Par un mémoire en défense, enregistré le 6 octobre 2025, la commune du Blanc-Mesnil conclut au rejet de la requête et à ce qu’une somme de 2 000 euros soit mise à la charge de la société PSM Entreprises au titre de l’article L. 761-1 du code de justice administrative.
Elle fait valoir que :
- les conclusions dirigées contre la décision implicite de rejet née du silence gardé pendant deux mois sur la demande du 2 août 2024 sont irrecevables dès lors qu’il s’agit d’une demande de mainlevée et non d’un recours administratif, ce qui confère à la requête un caractère collectif ;
- les conclusions dirigées contre l’arrêté du 27 juin 2024 sont irrecevables faute pour la société requérante d’avoir produit le mémoire complémentaire annoncé dans sa requête sommaire ;
- à titre subsidiaire, les moyens soulevés par la société PSM Entreprises ne sont pas fondés.
Les parties ont été informées, en application des dispositions de l’article R. 611-7 du code de justice administrative, de ce que le jugement était susceptible d’être fondé sur un moyen relevé d’office, tiré de la tardiveté des conclusions dirigées contre l’arrêté du 27 juin 2024, la demande du 2 août 2024 n’ayant pas conservé le délai de recours contentieux dès lors que la société PSM Entreprises y indique ne pas contester « à ce stade » la mesure de fermeture administrative.
Par ordonnance du 6 octobre 2025, la clôture d’instruction a été fixée au 30 octobre 2025.

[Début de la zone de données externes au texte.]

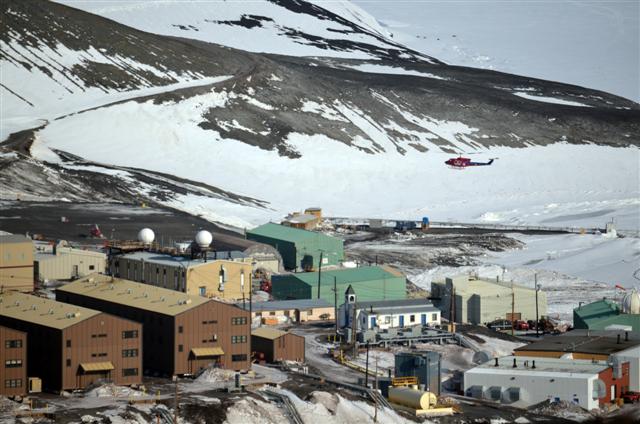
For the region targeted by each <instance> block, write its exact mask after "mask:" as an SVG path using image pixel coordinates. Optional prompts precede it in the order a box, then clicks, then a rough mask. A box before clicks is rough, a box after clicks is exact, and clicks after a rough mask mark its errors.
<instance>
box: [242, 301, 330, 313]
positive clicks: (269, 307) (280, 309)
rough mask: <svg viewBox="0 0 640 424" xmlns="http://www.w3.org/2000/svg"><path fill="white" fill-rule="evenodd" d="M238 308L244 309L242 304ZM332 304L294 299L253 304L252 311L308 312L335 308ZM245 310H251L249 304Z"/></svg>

Vu les autres pièces du dossier.
Vu :
- le code général des collectivités territoriales ;
- le code de la sante publique ;
- le code de la sécurité intérieure ;
- le code de justice administrative.
Les parties ont été régulièrement averties du jour de l’audience.
Ont été entendus au cours de l’audience publique :
- le rapport de M. Löns,
- les conclusions de Mme Tahiri, rapporteure publique,
- et les observations de Me Hecketsweiler, substituant Me Sfez, représentant la société PSM Entreprises, et de Me Benmerad, représentant la commune du Blanc-Mesnil.

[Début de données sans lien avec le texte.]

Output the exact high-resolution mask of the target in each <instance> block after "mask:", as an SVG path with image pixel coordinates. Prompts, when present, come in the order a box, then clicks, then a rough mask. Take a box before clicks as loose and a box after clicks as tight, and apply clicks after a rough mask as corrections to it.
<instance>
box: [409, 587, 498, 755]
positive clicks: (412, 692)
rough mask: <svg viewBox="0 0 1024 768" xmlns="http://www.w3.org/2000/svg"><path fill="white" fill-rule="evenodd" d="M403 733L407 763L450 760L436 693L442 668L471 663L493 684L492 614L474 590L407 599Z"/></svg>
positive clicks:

Connaissance prise de la note en délibéré, enregistrée le 28 novembre 2025, présentée pour la commune du Blanc-Mesnil.
Considérant ce qui suit :
La société PSM Entreprises exploite un restaurant dénommé « Bhojan » dans un local situé 2 avenue Paul Vaillant-Couturier, dans la commune du Blanc-Mesnil. Par un arrêté du 27 juin 2024, le maire de cette commune a ordonné la fermeture de cet établissement, jusqu’à l’édiction d’un arrêté de réouverture. Par un courrier du 2 août 2024, la société PSM Entreprises a demandé l’abrogation de cette mesure. Une décision implicite de rejet est née du silence gardé pendant deux mois par le maire sur cette demande. La société PSM Entreprises demande l’annulation de l’arrêté du 27 juin 2024 et de la décision implicite de rejet.
Sur la recevabilité :
Les conclusions dirigées contre l’arrêté du 27 juin 2024 portant fermeture administrative du restaurant dénommé « Bhojan » et celles tendant à l’annulation de la décision implicite de rejet né du silence gardé par le maire pendant deux mois sur la demande du 2 août 2024 ont des objets qui présentent entre eux un lien suffisant. Dès lors, il était loisible à la société PSM Entreprises de contester ces deux décisions dans le cadre d’une seule requête collective réelle. Par suite, la commune du Blanc-Mesnil n’est pas fondée à soutenir que la requête est entachée d’irrecevabilité au motif qu’elle constitue une requête collective concernant deux décisions ne présentant pas entre elles un lien suffisant.
La société requérante a produit, le 3 octobre 2025, le mémoire complémentaire annoncé dans la requête sommaire du 25 octobre 2024. Par suite, la fin de non-recevoir tirée du défaut de production d’un mémoire complémentaire doit, en tout état de cause, être écartée.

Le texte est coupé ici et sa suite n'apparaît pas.